The Approach is pleased to present the first solo show of Heidi Bucher in the UK. The artist (b. 1926, Winterthur, CH, d. 1993 Brunnen, CH) began her oeuvre with abstract collages and illustrations after studying fashion in Zurich the 1940s. She soon developed a distinct practice fusing sculpture and performance, ranging from sculptural costumes to latex and caoutchouc casts, the latter of which are shown in this exhibition.
In the mid-1970s, Bucher began to dip domestic items into raw and processed rubber, ranging from clothing to blankets and furniture. These intimate objects are transformed into smooth pictorial surfaces, which evoke women’s crafts and the home, motherhood and memory, but also sexuality and patriarchal structures. Soon, Bucher made latex and caoutchouc ‘skins’ of architectural features, whole rooms and facades, which represented a breakthrough in her practice. She made these rubber casts in spaces that had a strong bearing on her own biography, such as her grandparents’ house, the Ahnenhaus (house of ancestors) or a tiled fridge room in the basement of her studio in a former butchery in Zurich, the Borg, an invented word evoking Burg (fortress) or Geborgenheit (intimacy, safety). The artist also worked in historically charged buildings in the geographical proximity of her hometown, including the decaying former bourgeois hotel Grande Albergo, and the psychiatric institution Bellevue.
The intensely physical process of making these works is documented in several short films and photographs also shown in this exhibition. It involved embalming rooms and façades through hand application of the liquid rubber and pigments, often covering windows, doors and the floor.

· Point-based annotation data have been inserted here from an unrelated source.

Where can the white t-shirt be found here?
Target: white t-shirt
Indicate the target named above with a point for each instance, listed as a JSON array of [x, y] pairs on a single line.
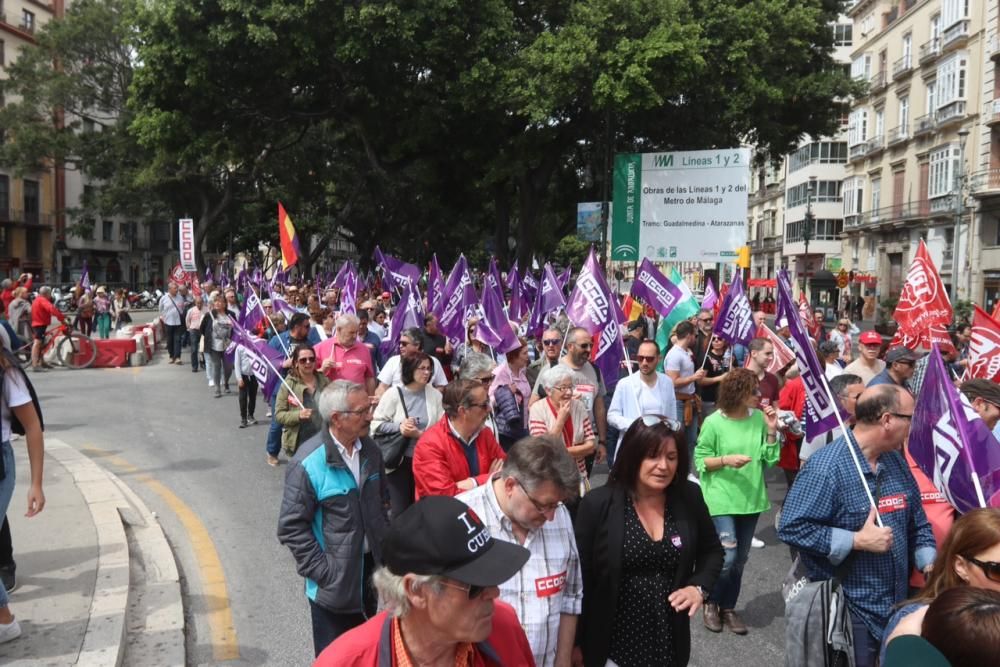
[[678, 359], [15, 393], [392, 373]]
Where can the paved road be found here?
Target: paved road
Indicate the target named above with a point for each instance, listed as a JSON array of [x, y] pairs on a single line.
[[159, 428]]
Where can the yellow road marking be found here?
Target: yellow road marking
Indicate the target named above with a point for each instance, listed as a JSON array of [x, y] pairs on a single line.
[[225, 645]]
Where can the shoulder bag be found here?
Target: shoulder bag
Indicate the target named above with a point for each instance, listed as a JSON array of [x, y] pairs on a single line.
[[393, 445]]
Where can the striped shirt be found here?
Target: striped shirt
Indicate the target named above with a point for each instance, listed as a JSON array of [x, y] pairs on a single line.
[[550, 583]]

Following this laborious process, Bucher would ‘skin’ the rooms with the help of assistants, slowly stripping off the leathery surfaces. While the embalming may evoke caring or nursing, the ‘skinning’ of the rooms is an assertive, almost radical action. The works became part of performative activities when Bucher and her assistants carried the casts through the streets of her hometown like a parade of floating rooms, or hung the ‘skin’ of a long corridor in the Ahnenhaus from a flagpole on its façade. These activities may evoke a cleansing ritual followed by a celebration, in which the resultant works act as trophies of a surmounted past.
Bucher’s caoutchouc and latex work is reminiscent of the periodic shedding of the snake’s skin or the metamorphosis of butterflies and dragonflies, symbols that Bucher frequently employed. She further emphasised the association between her works and insects through her use of iridescent mother of pearl pigment. To the artist, these works represented moments of transformation and renewal and the detachment from the conventions and constraints of the past, as opposed to trauma or loss. Bucher said about the working process, ‘we cover and discover’. She applied the same casting technique to live models, which shows the relationship between her architectural ‘skins’ and the human body. Bucher understood of the human body as well as rooms as vessels, and achieved a sensual connection between
architecture and the corporeal through her cast skins.